At 6:37 p.m., December 19, 2003, my friend lost his fight.
I spent the next several hours notifying his family and closest friends. Among the first calls I made was to his eldest daughter, Kara, who proudly followed her father to the LAPD. Before I left the Trauma Intensive Care unit every staff member on duty sought me out to offer their condolences to me, and to his thousands of friends. During the six weeks he was there they had grown to admire and love my friend, and the fighting spirit he demonstrated every day. As my sweet wife said that night as we discussed Larry, "He just made everyone around him feel loved." I then decamped to my hotel room and wrote the email to his friends that I never wanted to write. What had begun six weeks earlier as a nightly email communication to a handful of people ended up being communications relayed among literally thousands of people, including one dear friend who was reading them in Antarctica.
SHARE YOUR LOVE....
So, on this sad anniversary, let me remind you, one more time, to tell the people you love how you feel. Don't wait, because you just never know what kind of curve is ahead on the road of life. And, as always, I want you all to know how grateful I am for your readership. Not all of you agree with what I write on these pages, but you continue to read - thank you for that. This is the final photo of my friend and me. He was a wonderful man and I miss him every day.

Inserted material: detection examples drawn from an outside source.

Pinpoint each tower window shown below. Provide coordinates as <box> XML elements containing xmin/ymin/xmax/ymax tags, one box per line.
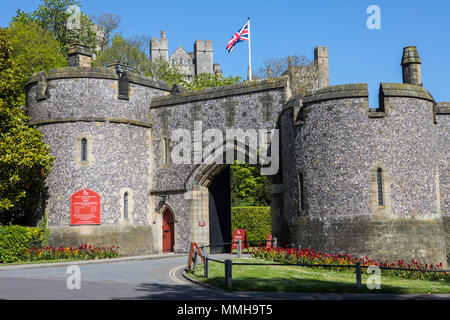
<box><xmin>81</xmin><ymin>138</ymin><xmax>87</xmax><ymax>162</ymax></box>
<box><xmin>123</xmin><ymin>192</ymin><xmax>128</xmax><ymax>219</ymax></box>
<box><xmin>298</xmin><ymin>173</ymin><xmax>305</xmax><ymax>211</ymax></box>
<box><xmin>162</xmin><ymin>138</ymin><xmax>169</xmax><ymax>165</ymax></box>
<box><xmin>377</xmin><ymin>168</ymin><xmax>384</xmax><ymax>206</ymax></box>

Labels: Chuck Foote, LAPD, Larry Moore
3 Comments:
Another year has passed us by Geoff. You are a true friend in missing him so much this many years later.
We wish you and Mrs. West a safe holiday period.
Take it easy...
Thanks for standing by for a friend. If I ever find myself in such a situation I hope that someone like you will handle it.
What a lovely tribute to your friend. I'm very sorry for your loss but thank you for sharing this eulogy with the intent to remind all of us that the value of friendship and family overshadows all the fancy and expensive gifts bombarding us at this time of year. Best wishes to you and your family and we appreciate your blog.